Dell became a private firm earlier this year following a $25 billion buyout deal which saw CEO Michael Dell take over control of the firm he originally founded with help from financial backers. As a result, the company will now be under less obligation to make public disclosures around its finances, and will no longer be impacted by shareholder opinion.
Speaking during a press conference as part of Dell World 2013 in Texas, Dell said that the privatisation would not impact its openness, and would instead allow it to be more forthright with customers over plans to accelerate its transition to growth based on enterprise services.
"I don't think the conversation with the customer has in any way diminished, I think it has in fact enhanced because we can fuller disclose things that might have been a problem with selected disclosure and those kinds of issues," he said. "It allows us to have a more frank dialogue."
Meanwhile Dell CFO Brian Gladden said that operating as a private company will offer more agility compared to its past as a publicly owned entity, allowing long term strategies to be put in place even if they impact profits in the short term.
"Having owners that are fully aligned with our strategy and believe in where we are headed is a huge benefit for us, and it takes out a lot of churn and time in the organisation that we spent dealing with the different ownership case," he said.
"We can be more longer-term oriented, we can invest more aggressively for the future, we can drive multi year initiatives and we can be less distracted by the quarterly rhythms and commitments that clogged the system in the past.
"Some of the areas of strategic investment will put short term pressure on the PNL [profit and loss]. We are okay with that. These are areas that would have been challenging to invest in a public company setting."

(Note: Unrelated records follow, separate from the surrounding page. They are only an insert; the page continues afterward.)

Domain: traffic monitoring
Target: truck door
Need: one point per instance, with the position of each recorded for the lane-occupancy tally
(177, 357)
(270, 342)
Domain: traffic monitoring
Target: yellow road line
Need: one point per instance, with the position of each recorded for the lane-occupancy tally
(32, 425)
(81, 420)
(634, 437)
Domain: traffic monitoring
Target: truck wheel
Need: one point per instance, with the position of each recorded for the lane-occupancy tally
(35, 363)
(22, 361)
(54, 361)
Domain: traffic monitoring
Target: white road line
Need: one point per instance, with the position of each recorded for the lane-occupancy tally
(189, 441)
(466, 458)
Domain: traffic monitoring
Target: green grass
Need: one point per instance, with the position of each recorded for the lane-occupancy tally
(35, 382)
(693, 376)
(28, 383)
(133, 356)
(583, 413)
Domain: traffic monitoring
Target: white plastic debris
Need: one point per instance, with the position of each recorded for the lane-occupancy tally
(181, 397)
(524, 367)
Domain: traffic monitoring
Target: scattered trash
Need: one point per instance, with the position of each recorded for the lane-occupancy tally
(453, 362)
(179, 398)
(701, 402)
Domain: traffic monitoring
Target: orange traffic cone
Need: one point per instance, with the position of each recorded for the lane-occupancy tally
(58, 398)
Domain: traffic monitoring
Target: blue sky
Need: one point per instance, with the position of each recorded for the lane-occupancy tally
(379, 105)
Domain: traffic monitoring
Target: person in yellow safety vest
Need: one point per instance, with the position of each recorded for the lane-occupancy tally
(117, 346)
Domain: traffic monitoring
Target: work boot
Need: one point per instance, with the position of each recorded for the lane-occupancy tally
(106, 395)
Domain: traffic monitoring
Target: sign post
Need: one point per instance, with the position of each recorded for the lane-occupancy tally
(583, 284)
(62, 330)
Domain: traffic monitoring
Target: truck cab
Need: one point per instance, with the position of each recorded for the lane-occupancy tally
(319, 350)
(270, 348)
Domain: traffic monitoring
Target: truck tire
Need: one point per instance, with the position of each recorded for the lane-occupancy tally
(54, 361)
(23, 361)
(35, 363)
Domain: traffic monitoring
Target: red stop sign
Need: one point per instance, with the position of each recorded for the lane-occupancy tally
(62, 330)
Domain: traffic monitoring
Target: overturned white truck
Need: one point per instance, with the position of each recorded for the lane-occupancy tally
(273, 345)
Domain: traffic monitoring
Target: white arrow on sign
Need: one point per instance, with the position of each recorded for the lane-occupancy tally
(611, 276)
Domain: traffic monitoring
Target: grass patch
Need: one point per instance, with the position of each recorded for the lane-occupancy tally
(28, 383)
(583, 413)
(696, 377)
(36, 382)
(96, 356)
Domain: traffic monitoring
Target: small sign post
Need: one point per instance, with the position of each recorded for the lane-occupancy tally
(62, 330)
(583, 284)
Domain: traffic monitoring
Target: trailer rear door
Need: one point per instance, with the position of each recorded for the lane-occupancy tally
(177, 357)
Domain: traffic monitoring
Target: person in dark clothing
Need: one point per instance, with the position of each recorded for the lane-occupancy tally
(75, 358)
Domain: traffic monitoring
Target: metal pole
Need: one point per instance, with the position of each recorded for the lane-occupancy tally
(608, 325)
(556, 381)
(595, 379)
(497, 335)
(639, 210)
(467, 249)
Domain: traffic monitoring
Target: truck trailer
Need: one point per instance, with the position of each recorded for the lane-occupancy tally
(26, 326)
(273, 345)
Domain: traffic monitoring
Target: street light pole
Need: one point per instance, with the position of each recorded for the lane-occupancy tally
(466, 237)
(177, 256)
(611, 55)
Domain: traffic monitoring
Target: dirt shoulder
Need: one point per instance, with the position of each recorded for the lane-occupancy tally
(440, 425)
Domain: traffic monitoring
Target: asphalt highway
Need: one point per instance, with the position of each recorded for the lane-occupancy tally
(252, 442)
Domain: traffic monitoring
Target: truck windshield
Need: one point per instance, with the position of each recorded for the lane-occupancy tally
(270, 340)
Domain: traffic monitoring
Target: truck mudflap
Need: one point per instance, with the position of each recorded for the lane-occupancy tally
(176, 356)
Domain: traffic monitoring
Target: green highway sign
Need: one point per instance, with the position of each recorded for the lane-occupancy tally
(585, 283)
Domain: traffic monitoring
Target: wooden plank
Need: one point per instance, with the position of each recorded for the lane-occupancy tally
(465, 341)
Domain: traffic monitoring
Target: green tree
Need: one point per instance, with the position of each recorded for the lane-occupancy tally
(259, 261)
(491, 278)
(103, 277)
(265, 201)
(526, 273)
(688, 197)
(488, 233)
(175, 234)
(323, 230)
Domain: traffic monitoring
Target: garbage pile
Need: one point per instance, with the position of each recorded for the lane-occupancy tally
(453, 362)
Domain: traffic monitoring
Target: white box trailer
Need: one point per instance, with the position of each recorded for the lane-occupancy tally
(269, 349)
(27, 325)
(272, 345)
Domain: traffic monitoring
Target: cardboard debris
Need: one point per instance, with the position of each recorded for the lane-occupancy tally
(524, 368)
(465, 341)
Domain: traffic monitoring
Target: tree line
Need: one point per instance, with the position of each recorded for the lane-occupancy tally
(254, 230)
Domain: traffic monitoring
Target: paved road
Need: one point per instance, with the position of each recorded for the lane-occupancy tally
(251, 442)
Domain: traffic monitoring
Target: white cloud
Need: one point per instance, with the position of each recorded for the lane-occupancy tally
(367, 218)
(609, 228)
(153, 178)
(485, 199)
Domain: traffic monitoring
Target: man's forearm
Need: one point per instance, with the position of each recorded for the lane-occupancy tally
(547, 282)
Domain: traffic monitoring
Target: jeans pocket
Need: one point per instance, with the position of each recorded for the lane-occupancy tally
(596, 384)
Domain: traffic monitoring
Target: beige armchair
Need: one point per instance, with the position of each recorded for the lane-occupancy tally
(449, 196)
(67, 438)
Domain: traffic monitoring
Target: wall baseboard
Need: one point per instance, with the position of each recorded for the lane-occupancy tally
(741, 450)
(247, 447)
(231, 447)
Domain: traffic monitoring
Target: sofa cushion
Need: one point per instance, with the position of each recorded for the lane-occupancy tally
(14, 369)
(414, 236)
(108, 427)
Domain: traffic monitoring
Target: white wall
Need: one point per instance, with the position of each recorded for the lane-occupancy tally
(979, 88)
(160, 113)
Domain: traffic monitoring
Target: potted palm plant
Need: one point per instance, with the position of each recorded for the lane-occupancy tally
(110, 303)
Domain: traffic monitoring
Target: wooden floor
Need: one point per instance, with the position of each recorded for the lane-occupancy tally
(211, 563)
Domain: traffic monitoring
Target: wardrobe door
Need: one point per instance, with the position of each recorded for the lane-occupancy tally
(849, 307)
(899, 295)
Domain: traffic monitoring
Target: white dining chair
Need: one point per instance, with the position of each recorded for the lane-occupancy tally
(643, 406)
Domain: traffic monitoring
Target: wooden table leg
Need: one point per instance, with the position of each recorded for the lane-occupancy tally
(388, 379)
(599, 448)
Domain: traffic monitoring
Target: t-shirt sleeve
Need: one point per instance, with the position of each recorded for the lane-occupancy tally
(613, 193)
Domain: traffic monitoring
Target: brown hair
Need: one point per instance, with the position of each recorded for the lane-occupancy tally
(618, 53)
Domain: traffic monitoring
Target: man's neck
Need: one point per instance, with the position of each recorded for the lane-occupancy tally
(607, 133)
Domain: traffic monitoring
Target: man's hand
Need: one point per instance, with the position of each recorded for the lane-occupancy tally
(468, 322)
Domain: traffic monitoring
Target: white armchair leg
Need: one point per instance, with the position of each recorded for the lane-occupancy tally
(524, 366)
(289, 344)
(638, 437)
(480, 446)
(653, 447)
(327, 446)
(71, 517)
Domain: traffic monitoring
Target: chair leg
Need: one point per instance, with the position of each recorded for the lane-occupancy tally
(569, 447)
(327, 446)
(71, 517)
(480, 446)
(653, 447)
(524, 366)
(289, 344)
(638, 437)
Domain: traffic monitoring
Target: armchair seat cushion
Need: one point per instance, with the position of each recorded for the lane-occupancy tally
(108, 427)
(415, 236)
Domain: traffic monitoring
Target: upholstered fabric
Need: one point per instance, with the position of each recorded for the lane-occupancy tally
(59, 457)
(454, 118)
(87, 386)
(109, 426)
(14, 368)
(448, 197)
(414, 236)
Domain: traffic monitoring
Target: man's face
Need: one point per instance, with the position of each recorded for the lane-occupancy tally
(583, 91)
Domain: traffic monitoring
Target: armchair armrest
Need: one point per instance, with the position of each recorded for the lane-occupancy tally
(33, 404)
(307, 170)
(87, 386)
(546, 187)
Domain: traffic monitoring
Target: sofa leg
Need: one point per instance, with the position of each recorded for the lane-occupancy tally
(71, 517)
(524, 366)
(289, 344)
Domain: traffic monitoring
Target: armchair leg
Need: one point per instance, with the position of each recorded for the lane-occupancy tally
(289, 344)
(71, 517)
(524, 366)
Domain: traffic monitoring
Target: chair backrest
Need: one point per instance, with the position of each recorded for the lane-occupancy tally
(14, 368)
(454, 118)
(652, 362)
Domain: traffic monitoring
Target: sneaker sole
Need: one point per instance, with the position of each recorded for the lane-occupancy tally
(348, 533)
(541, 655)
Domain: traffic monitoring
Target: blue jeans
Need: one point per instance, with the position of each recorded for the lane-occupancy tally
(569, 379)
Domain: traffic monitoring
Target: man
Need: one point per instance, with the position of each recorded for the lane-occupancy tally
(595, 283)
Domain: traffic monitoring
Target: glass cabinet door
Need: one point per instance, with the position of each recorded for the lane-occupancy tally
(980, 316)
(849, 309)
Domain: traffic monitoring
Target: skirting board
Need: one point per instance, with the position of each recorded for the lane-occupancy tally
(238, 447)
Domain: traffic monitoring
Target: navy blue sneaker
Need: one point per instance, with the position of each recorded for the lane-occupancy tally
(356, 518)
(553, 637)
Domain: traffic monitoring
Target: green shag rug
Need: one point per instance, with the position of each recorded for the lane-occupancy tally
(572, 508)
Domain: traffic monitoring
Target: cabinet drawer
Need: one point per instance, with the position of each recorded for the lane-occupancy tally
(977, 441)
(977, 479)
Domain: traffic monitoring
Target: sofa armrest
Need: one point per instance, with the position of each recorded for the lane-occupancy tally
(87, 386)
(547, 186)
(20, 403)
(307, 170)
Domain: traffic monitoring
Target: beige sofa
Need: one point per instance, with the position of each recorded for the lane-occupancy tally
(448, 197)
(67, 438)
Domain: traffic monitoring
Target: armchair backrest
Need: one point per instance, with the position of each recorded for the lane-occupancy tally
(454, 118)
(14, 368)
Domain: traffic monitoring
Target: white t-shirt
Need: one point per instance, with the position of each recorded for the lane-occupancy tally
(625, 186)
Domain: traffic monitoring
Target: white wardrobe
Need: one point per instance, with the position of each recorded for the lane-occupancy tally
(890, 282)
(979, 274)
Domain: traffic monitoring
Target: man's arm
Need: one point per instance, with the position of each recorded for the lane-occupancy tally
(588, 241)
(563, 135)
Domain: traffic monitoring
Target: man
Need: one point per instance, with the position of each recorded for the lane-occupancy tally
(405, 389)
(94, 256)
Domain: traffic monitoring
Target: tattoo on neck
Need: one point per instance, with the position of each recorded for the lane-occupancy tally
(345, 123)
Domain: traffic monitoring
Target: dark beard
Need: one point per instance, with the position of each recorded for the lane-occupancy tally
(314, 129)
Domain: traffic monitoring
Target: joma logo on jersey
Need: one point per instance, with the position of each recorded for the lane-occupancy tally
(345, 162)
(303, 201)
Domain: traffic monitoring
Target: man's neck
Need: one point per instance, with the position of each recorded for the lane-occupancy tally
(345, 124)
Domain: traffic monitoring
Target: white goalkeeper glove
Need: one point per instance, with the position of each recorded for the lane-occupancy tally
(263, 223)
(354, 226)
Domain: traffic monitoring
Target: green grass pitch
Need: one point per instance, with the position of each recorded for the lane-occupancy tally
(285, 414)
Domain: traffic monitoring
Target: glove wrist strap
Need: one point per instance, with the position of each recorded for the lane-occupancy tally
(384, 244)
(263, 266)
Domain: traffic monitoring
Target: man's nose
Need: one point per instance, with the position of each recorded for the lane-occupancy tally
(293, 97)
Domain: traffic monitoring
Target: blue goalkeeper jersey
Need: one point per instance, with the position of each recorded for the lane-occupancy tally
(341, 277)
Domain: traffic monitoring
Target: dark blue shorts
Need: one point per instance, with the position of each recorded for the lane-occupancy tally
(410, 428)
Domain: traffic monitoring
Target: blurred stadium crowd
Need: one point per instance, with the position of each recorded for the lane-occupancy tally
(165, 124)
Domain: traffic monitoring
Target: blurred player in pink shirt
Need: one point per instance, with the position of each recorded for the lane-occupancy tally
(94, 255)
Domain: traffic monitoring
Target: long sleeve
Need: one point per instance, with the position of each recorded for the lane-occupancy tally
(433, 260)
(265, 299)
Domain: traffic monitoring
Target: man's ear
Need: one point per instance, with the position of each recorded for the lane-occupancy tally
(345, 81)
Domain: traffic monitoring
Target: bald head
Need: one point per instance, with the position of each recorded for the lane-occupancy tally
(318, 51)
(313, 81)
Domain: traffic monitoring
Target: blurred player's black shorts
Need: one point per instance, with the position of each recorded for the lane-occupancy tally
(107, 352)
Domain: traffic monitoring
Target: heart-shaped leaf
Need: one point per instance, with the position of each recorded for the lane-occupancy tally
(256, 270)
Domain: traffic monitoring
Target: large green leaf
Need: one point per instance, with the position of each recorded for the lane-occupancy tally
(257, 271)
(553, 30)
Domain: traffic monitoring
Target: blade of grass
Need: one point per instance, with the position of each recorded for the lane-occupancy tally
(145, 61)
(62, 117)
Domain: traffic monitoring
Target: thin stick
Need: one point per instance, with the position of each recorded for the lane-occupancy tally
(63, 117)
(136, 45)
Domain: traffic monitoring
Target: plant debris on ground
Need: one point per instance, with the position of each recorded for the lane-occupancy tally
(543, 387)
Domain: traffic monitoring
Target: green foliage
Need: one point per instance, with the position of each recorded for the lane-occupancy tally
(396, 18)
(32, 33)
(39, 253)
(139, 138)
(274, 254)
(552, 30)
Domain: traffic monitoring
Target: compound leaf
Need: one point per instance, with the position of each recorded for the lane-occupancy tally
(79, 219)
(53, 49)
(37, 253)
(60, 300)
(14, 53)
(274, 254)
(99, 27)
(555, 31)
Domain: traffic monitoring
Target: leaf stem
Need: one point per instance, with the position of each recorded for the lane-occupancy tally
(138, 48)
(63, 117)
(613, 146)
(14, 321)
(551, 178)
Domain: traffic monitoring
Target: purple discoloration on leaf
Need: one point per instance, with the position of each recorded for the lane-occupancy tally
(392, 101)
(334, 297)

Dell made a large number of announcements aimed at improving its enterprise services offering at the Dell World event, including numerous cloud partnerships to support its cloud management offerings based on its Enstratius acquisition, updates to data centre infrastructure, new mobile device management solutions and a $300 million startup investment fund.
However, despite optimism from customers around the privatisation, some voiced concerns over the possibility of significant strategic changes in future.